Well STREAMS does include an API. Surely they'd be in scope for standardization if the concept was adopted widely, used by portable applications etc.
The lore from the mouths of Linux hackers is that STREAMS was dead by 1994, and only remained in existence for backwards compatibility. (Of the API).
https://lkml.org/lkml/1998/6/28/138
It was originally designed to cover networking as well (cite: Wikipedia). Apparently it was an obstacle to networking performance back in the days of 100M/1G servers... nowadays we have 10G+...
People say Linux networking is still slow (trying to push userspace bypasses like DPDK). So I'm glad we have a network stack that isn't forced into the STREAMS model.

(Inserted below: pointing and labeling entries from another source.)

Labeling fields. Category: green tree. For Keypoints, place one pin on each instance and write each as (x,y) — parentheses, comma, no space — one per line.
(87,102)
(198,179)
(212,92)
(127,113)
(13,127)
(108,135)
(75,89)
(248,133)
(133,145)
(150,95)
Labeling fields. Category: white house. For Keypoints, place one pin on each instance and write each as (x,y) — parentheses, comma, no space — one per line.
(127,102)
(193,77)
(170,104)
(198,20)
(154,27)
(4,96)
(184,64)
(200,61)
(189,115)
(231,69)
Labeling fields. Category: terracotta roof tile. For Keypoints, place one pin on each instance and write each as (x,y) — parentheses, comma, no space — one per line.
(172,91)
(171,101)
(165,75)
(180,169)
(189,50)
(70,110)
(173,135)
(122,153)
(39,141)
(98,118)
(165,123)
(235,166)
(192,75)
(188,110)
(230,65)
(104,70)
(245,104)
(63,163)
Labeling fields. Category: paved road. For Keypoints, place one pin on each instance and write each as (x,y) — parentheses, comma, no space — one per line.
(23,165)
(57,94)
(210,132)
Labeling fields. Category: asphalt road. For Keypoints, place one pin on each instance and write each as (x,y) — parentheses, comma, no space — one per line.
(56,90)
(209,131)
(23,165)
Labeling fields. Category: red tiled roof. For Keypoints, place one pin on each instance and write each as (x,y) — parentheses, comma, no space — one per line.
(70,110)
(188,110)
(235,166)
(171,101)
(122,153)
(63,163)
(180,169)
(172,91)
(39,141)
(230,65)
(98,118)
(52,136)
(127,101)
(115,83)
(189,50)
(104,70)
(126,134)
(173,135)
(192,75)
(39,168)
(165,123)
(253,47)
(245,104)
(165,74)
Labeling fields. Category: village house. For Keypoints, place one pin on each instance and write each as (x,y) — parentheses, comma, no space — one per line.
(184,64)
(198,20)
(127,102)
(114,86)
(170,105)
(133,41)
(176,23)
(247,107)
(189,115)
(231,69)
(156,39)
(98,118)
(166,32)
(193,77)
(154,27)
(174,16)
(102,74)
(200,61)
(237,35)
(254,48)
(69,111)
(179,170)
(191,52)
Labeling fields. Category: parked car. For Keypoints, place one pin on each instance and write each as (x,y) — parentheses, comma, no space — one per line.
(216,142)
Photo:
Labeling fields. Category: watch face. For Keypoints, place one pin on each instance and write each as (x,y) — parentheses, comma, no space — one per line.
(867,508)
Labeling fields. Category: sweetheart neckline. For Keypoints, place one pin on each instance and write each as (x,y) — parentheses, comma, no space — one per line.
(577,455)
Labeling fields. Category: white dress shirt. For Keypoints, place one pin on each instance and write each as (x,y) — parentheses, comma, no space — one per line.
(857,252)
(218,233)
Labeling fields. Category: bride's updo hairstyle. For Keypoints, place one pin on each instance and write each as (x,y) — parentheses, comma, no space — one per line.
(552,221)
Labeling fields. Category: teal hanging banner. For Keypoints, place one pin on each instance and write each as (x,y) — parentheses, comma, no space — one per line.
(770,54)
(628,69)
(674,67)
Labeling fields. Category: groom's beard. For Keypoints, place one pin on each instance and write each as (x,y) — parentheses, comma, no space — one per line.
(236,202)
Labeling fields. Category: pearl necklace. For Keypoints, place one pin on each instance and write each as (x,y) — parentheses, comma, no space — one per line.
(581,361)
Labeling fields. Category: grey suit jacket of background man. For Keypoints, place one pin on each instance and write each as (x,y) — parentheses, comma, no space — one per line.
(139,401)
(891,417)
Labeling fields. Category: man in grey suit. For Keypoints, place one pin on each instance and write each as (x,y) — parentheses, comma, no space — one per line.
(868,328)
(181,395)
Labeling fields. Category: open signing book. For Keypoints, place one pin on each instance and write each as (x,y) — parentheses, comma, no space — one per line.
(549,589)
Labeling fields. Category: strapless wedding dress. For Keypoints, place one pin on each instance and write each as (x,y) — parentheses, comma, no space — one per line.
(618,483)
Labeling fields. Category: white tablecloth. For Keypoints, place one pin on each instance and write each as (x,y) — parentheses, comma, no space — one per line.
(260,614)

I'm not familiar with STREAMS but the other half of the original design was terminal IO. At least w.r.t. Linux, you could say that's kind of old, we have an interface that does what we need, and coding extra features is just going to cause unnecessary breakages to deal with. You can already switch the intermediate processing with line disciplines, albeit this appears to divert data to another subsystem rather than providing a swappable filter. E.g. one of the disciplines (PPP) creates a network interface - which is completely different from a device node. Even when the result is a device node, it seems pretty clean to announce it as a new device of a given type to the udev hotplug device manager. E.g. applying the serial mouse discipline will create a new input device, which will be picked up by X through the exact same mechanism as plugging a USB mouse.